Moratorium

Reviewed by Sweta | Updated on Aug 27, 2020

Introduction

Moratorium refers to an interim arrangement to prevent undue hardships caused by any crisis, financial or otherwise. A moratorium may be imposed as between contracting parties in a business contract or by the government ordering temporary suspension of particular activities. Similarly, a moratorium may also be directed by any regulatory department, such as the Reserve Bank of India.

Understanding Moratorium

A moratorium includes temporary relaxations from enforcing collection of interest on loans, taxes pursuant to assessment proceedings, and imposing penalties on delayed payments. The moratorium, in general, removes financial hardships temporarily. Legal proceedings may also be put under moratorium to suspend all legal action temporarily.

In a crisis situation, such as the recent spread of coronavirus or COVID-19, in India, all banks have put a moratorium on collection of loan instalments and payment of interest. The bank customers have an option to pay the instalments and interest later, at the end of the deferment period.

The Indian government has suspended the collection and recovery proceedings under various tax laws during the deferment period. Similarly, the statutory due dates for the compliance under corporate law and indirect and direct tax law are deferred by three months. Various countries of the world have similarly put a moratorium on tax and regulatory compliance, tax collections and others.

A moratorium may also be placed by a business organisation. During a financial slowdown, businesses may change their policies to conserve cash.
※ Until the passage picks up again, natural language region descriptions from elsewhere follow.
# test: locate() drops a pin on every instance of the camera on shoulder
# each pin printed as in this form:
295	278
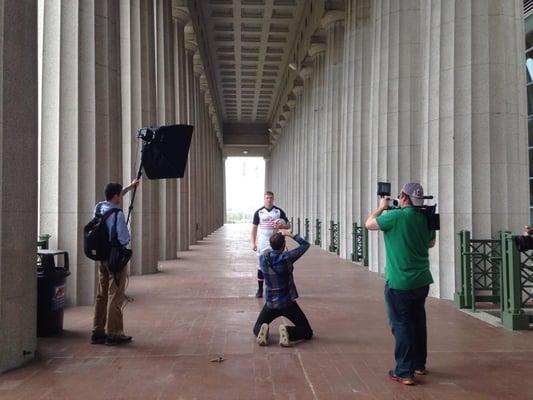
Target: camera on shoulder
429	211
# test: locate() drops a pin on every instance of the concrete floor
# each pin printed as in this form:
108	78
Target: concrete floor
201	307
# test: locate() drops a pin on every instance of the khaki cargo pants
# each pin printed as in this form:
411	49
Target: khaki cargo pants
110	300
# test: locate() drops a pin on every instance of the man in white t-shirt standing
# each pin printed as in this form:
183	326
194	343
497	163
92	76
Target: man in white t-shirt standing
267	220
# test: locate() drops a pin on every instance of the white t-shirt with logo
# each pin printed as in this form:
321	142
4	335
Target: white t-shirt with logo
265	220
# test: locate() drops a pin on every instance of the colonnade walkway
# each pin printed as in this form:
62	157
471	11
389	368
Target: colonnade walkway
201	307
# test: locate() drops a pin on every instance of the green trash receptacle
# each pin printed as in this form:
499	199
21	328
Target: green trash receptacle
51	291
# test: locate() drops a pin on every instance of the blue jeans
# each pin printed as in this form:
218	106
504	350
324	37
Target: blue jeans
407	318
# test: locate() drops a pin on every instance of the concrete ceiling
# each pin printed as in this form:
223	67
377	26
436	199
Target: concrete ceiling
248	43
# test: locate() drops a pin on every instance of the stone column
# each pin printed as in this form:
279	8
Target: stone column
268	173
307	161
317	54
357	190
475	157
137	55
18	192
80	149
333	23
181	17
198	70
166	115
395	110
191	47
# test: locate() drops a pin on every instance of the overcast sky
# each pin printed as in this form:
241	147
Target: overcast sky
245	183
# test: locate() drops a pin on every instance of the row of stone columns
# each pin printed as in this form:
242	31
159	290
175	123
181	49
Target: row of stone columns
399	91
108	69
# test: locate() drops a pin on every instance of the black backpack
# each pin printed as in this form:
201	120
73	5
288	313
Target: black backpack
96	240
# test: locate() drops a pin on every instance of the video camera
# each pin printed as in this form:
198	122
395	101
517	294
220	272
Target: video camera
430	211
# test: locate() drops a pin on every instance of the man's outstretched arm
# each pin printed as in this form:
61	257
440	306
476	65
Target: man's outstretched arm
371	223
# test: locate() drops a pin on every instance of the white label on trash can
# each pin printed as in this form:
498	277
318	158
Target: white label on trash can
58	301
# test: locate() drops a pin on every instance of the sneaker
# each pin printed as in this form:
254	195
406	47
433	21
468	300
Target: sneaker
399	379
284	336
98	338
262	336
113	340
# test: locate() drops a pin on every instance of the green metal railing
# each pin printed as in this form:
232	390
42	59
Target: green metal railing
318	238
359	244
42	244
43	240
495	271
480	271
334	237
517	285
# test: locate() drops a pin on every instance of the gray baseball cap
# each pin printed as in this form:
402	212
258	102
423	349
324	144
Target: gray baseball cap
415	192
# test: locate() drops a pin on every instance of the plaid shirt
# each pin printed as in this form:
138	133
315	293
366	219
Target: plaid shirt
277	269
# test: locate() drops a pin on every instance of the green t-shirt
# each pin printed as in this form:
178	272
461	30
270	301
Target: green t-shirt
407	239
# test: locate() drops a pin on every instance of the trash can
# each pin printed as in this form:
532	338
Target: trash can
51	291
43	240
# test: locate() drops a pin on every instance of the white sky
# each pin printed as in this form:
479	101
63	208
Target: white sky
245	183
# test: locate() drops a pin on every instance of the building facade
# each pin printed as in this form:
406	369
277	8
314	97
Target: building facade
336	95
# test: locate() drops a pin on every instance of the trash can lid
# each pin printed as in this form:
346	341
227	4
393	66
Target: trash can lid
44	252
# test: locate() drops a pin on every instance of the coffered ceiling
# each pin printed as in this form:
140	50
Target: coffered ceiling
248	42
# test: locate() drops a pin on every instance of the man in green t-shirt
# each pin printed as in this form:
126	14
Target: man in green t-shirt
407	278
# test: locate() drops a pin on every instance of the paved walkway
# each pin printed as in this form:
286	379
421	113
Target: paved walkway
201	307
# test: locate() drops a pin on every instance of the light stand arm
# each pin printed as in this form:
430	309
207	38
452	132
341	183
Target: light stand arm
139	175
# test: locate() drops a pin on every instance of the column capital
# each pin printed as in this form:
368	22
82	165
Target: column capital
298	89
305	72
316	49
331	17
191	44
198	67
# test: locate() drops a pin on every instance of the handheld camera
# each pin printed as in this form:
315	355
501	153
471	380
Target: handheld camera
430	211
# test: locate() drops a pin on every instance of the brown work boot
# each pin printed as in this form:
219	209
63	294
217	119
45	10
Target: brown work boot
113	340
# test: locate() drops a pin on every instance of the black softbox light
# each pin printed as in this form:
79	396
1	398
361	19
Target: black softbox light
165	151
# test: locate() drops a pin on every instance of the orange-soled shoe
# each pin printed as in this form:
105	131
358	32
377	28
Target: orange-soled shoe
402	380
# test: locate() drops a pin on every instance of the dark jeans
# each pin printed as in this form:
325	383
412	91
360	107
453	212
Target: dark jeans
301	330
407	318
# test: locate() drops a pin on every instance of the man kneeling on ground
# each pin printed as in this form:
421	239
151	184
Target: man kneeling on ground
281	294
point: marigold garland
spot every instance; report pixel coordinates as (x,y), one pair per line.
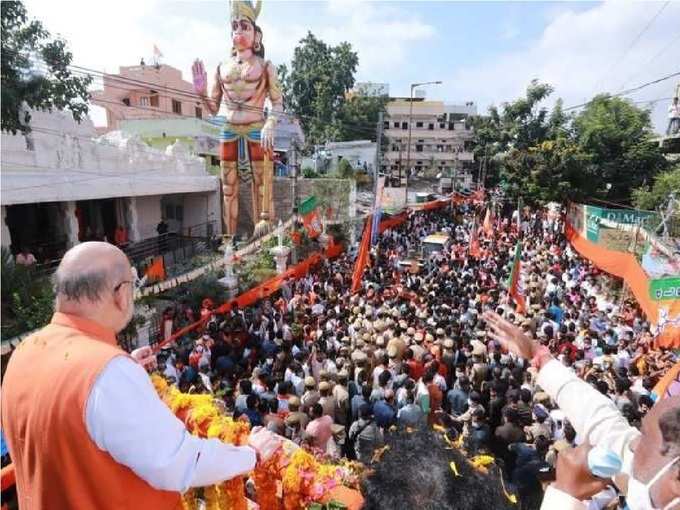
(305,480)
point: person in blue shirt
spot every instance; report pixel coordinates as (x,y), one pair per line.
(555,310)
(252,413)
(384,411)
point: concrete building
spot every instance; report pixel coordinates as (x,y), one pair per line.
(62,184)
(359,153)
(146,92)
(369,88)
(155,103)
(441,138)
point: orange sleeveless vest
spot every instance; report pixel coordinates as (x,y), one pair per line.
(45,391)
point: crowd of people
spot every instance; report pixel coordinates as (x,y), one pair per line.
(344,374)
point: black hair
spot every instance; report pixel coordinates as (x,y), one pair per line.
(669,423)
(417,471)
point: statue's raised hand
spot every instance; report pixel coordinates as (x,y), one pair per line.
(200,77)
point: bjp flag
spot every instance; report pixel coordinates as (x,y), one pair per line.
(488,222)
(362,257)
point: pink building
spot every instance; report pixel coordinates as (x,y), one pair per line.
(146,92)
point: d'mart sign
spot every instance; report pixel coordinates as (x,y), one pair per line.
(664,288)
(595,215)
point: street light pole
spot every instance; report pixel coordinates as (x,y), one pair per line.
(408,148)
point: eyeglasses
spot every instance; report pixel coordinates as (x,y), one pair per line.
(117,287)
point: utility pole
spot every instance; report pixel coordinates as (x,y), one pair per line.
(376,173)
(378,149)
(408,149)
(292,163)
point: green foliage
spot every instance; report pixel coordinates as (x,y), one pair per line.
(205,286)
(345,170)
(28,47)
(616,136)
(316,88)
(259,267)
(27,300)
(333,194)
(547,155)
(665,183)
(309,173)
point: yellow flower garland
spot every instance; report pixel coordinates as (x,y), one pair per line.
(305,480)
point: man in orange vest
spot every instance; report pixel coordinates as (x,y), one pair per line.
(84,425)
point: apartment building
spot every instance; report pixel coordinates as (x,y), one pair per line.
(441,137)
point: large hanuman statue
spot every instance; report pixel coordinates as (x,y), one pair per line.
(244,82)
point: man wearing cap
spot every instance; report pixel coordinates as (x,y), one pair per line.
(295,415)
(327,400)
(311,396)
(341,395)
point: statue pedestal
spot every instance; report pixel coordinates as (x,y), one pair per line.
(230,282)
(324,240)
(281,257)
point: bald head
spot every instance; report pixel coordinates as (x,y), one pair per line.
(88,270)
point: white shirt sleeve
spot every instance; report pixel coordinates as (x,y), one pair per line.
(594,416)
(126,418)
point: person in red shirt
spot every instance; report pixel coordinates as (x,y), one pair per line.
(415,367)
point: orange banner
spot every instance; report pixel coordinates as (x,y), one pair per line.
(626,266)
(362,257)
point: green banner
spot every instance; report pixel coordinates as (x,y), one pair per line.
(307,205)
(593,216)
(664,288)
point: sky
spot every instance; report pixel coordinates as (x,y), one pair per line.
(486,52)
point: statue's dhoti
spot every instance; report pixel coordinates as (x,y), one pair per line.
(242,158)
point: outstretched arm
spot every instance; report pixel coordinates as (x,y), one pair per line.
(276,99)
(594,416)
(200,78)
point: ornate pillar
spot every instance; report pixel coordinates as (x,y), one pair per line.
(6,239)
(71,225)
(132,219)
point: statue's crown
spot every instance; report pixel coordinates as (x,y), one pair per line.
(245,9)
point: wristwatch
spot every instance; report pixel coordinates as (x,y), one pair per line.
(541,357)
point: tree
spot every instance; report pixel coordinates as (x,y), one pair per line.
(665,183)
(616,135)
(512,141)
(35,70)
(548,155)
(317,87)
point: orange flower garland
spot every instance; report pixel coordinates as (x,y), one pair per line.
(305,479)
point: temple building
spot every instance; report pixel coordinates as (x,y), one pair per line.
(62,184)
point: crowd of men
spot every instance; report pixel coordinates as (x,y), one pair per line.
(342,373)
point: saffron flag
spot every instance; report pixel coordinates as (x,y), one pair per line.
(155,272)
(377,210)
(362,256)
(488,222)
(475,250)
(310,217)
(514,284)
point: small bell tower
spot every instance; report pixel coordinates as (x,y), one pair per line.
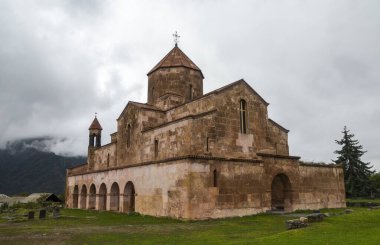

For example, in a financially stressful period, the organisation may put a moratorium on hiring people or the payment of bonus. The period of the moratorium could be six months or could be one year.

Conclusion

A moratorium is generally a response to a crisis which disrupts normal business activities or normal routine of the public. Moratorium provides financial relief; and eases liquidity pressure on households, businesses and others affected by the crisis.

Likewise, the government may also reduce its discretionary expenditure or redirect expenditure to provide financial or medical relief. A moratorium is removed when the public or business can resume their normal routine.